Once you mordant yarn or other things, it is chemically attached for all time. Often I dye with some plant and when I get done, it is a puny color. Then months or years later, I will overdye again with something else. Usually for my overdye, I use cochineal or indigo. If I do that, I do a quick dip in the indigo vat. If I use cochineal I'll use a very weak solution. Cochineal dye pots never completely exhaust. I use them 10-12 times getting less red and more pink as we go. So I keep the weak solution in gallon milk jugs for months and use them to spice up other colors.

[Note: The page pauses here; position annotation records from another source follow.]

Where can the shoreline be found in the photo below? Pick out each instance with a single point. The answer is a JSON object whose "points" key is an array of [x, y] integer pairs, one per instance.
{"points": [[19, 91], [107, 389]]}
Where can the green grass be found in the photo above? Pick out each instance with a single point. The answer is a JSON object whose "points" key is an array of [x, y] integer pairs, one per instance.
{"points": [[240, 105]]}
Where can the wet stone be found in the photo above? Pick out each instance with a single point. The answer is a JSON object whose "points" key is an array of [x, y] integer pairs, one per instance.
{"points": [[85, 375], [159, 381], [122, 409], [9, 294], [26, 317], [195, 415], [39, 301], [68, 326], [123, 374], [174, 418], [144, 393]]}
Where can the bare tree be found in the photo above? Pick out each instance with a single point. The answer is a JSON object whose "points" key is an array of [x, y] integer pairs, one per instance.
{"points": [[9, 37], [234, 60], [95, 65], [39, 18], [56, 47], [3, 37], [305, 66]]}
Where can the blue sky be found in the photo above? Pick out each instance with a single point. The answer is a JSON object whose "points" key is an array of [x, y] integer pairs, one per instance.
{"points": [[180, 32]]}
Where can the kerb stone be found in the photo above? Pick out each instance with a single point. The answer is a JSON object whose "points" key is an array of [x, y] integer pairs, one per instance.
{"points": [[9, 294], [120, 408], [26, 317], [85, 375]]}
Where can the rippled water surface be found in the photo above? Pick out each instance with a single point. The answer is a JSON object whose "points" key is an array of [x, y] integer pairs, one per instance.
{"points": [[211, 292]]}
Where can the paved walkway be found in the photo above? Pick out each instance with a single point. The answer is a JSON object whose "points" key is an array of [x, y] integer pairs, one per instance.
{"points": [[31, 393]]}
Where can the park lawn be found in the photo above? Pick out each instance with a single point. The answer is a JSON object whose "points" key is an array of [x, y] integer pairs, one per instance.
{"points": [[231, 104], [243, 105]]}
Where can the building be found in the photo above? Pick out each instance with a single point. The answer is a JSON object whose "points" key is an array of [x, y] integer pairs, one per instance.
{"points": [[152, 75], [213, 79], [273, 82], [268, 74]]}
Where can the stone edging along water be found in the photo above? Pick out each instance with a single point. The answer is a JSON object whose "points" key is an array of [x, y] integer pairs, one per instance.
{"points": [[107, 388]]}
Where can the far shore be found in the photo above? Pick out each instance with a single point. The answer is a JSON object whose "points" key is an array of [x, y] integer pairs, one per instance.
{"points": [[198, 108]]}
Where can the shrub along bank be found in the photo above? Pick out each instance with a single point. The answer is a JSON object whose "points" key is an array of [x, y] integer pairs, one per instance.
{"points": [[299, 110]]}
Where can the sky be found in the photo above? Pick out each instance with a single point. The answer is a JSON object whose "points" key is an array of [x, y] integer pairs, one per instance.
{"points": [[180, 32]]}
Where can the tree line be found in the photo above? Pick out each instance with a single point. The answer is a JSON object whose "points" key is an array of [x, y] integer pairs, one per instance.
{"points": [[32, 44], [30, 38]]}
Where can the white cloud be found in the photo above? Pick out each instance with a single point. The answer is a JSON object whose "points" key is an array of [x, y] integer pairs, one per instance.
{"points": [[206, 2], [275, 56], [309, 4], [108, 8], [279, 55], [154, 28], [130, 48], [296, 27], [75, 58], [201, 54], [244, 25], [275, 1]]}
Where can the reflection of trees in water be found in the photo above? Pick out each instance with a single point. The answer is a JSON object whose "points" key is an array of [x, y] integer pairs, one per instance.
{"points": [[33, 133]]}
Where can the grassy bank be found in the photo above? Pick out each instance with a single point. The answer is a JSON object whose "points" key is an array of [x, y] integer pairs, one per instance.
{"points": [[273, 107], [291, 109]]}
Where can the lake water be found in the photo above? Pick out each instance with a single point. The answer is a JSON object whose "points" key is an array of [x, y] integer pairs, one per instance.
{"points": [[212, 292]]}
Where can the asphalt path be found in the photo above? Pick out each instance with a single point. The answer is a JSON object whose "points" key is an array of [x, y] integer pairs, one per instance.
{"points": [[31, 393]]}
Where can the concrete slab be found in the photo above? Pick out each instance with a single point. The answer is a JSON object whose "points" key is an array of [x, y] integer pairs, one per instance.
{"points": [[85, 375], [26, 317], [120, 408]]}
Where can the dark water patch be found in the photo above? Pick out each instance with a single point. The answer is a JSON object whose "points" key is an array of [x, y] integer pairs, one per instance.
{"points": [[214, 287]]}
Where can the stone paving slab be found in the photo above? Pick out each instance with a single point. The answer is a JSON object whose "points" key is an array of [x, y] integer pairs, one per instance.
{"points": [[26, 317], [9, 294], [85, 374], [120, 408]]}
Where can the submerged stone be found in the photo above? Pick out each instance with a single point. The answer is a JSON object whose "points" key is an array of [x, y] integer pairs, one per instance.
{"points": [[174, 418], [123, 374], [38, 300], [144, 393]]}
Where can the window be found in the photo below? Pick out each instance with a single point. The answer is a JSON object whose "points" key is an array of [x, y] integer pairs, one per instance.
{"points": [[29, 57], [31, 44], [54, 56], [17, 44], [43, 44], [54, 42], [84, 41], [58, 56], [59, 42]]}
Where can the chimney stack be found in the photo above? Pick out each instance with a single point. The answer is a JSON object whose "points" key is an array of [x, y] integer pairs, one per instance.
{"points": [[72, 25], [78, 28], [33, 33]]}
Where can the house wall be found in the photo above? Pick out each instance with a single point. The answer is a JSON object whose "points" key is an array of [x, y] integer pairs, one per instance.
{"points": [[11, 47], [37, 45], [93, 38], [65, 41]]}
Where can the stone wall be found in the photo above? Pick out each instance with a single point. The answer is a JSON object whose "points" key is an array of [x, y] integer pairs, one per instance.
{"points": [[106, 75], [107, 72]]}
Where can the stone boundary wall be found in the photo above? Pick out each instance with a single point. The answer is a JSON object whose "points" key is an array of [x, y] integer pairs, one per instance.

If the cochineal is turning more purple or magenta as you dye, then add a little cream of tartar or tartaric acid to make it more. Linda


----------



## Liese (Dec 12, 2005)

I think Lezlie is the most well versed person on this board with plant/animal dyes. You may want to send her a pm if you want to get into a dye conversation beyond the answer Linda gave.


----------



## kesoaps (Dec 18, 2004)

MTDeb, thanks for the gallon milk jug idea! I never think to save left overs...(smack me with a V-8)


----------



## fiberfaerie (Apr 14, 2008)

thanks guys, I knew I could get an answer here, 
Glenda


----------



## Katherine in KY (May 11, 2002)

You can also save your alum mordant bath and re-use it adding a bit more alum and cream of tartar (don't remember the amounts off-hand). Of course, don't do like me--save it and then forget to use it LOL!


----------



## fiberfaerie (Apr 14, 2008)

is it possible to DO ANY HARM with alum or cream of tartar, ie, could i just wing it and add hALF AS MUCH AGAIN FOR EXAMPLE, TO SECOND BATH? sorry about the caps lock, i can spin standing on my head, but never did learn tl type!
Glenda


----------



## Katherine in KY (May 11, 2002)

Glenda, too much alum can damage the wool, making it sticky and kind of stiff. I looked up where I first read about re-using the mordant bath. You were right; add half the original amount of alum to renew the bath. You can use it until it starts looking dirty and cloudy. Then pitch it and start again. HTH.


----------